It is often referred to as “the Grand Central of the West.” But while San Francisco’s Transbay Transit Center won’t look anything like New York’s Beaux-Arts commuter palace, it has been designed to be an impressive public amenity, not just a functional one. The 1 million-squarefoot Transbay facility, which replaces an outmoded and shabby 1930s station, won’t have a limestone facade or a ceiling depicting the stars. Instead, it will have a billowing, veil-like enclosure and expressive skylight-topped structural elements that the architects call “light columns,” which will allow daylight to penetrate the structure’s lowest levels. But the new station’s most unusual feature will be a publicly accessible garden over the entire almost-fiveblock- long building. “We were the only firm that proposed covering the station with a 5.4-acre park. This is the reason we were chosen,” says Fred Clarke, senior principal at Pelli Clarke Pelli, referring to his firm’s winning entry to a 2006 international competition.

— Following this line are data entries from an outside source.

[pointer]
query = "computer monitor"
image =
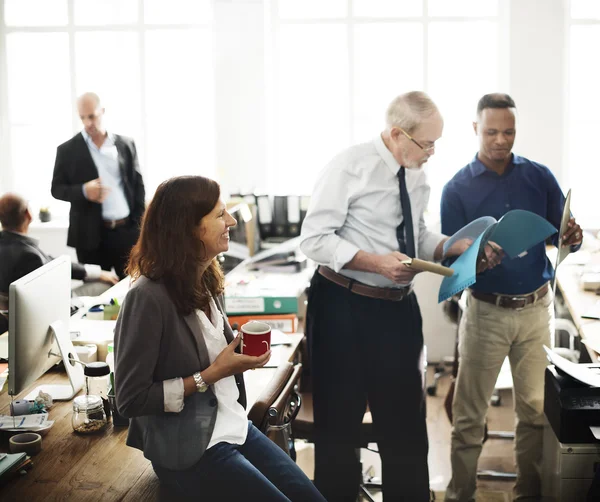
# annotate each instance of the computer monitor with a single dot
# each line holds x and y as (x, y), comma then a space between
(39, 306)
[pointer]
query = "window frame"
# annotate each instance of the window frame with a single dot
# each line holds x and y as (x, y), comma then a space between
(7, 176)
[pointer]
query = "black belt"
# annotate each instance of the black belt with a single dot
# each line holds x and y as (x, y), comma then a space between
(512, 301)
(112, 224)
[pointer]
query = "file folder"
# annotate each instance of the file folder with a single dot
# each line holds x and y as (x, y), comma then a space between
(265, 216)
(293, 215)
(280, 217)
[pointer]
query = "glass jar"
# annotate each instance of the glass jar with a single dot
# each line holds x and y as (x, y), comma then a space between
(97, 382)
(88, 414)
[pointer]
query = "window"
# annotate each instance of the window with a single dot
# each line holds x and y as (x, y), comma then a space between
(150, 61)
(336, 65)
(582, 175)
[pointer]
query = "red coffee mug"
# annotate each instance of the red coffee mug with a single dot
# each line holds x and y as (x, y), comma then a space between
(256, 338)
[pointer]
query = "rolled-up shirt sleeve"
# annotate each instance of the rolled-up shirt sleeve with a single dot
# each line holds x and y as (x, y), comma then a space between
(428, 240)
(326, 215)
(174, 393)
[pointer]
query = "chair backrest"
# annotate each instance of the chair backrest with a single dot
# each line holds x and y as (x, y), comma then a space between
(279, 402)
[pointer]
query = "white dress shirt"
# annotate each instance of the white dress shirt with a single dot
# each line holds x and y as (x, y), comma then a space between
(106, 159)
(356, 206)
(231, 425)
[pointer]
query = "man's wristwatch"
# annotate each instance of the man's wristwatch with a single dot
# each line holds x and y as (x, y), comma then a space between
(201, 385)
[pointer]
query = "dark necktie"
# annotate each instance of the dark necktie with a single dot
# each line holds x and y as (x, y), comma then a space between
(405, 233)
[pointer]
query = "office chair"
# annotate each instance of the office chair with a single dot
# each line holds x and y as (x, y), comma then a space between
(277, 406)
(304, 427)
(304, 424)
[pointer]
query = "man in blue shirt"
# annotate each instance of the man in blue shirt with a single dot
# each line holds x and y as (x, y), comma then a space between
(509, 309)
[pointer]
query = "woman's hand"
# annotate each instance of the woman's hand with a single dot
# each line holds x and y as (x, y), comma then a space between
(229, 363)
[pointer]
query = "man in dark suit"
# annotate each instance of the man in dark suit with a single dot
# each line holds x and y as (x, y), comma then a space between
(98, 173)
(21, 254)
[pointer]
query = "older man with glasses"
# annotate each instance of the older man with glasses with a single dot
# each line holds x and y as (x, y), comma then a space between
(363, 320)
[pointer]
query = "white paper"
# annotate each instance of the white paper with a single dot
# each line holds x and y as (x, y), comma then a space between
(580, 372)
(37, 421)
(563, 251)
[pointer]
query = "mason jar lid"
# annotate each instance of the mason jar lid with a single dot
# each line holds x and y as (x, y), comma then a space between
(87, 403)
(96, 369)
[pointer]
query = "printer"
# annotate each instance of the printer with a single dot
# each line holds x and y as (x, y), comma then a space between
(571, 452)
(571, 406)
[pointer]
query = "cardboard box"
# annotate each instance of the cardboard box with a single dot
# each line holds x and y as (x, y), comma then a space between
(288, 323)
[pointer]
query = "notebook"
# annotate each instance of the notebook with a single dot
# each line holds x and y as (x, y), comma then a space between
(516, 232)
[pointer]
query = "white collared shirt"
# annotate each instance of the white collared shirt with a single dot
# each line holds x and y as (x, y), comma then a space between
(231, 425)
(106, 160)
(356, 206)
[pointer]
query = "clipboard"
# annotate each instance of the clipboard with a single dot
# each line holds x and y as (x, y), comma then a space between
(428, 266)
(563, 251)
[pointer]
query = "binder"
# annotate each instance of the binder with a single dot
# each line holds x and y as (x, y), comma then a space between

The Transit Center’s first phase—with a total project cost of $2.3 billion, funded by a variety of local, regional, state, and federal sources—is slated to open late this year. It includes all of the station’s aboveground spaces: the rooftop park, a bus deck, a main hall, and a mezzanine level, as well as a below-grade “train box” for regional commuter rail and California’s planned high-speed line that should one day link San Francisco to Los Angeles. But the timing and financing of the second phase, including the rail connections, are still uncertain. For at least the next several years, only buses will be rolling in and out of the Transit Center.

The station is just one piece of a much larger redevelopment zone on the edge of San Francisco’s financial district, made possible in part by the demolition of an elevated freeway and its access ramps after the 1989 Loma Prieta earthquake. The approximately 145-acre area is envisioned as a high-density neighborhood of office buildings, hotels, and both market-rate and affordable housing. Pelli Clarke Pelli has designed what will be the tallest building in the district as well as the city—a 60-story tower for the enterprise software company Salesforce (above), slated for completion next year. Several other skyscrapers for the district are planned or are under construction, including buildings by Foster + Partners, Renzo Piano, and Jeanne Gang.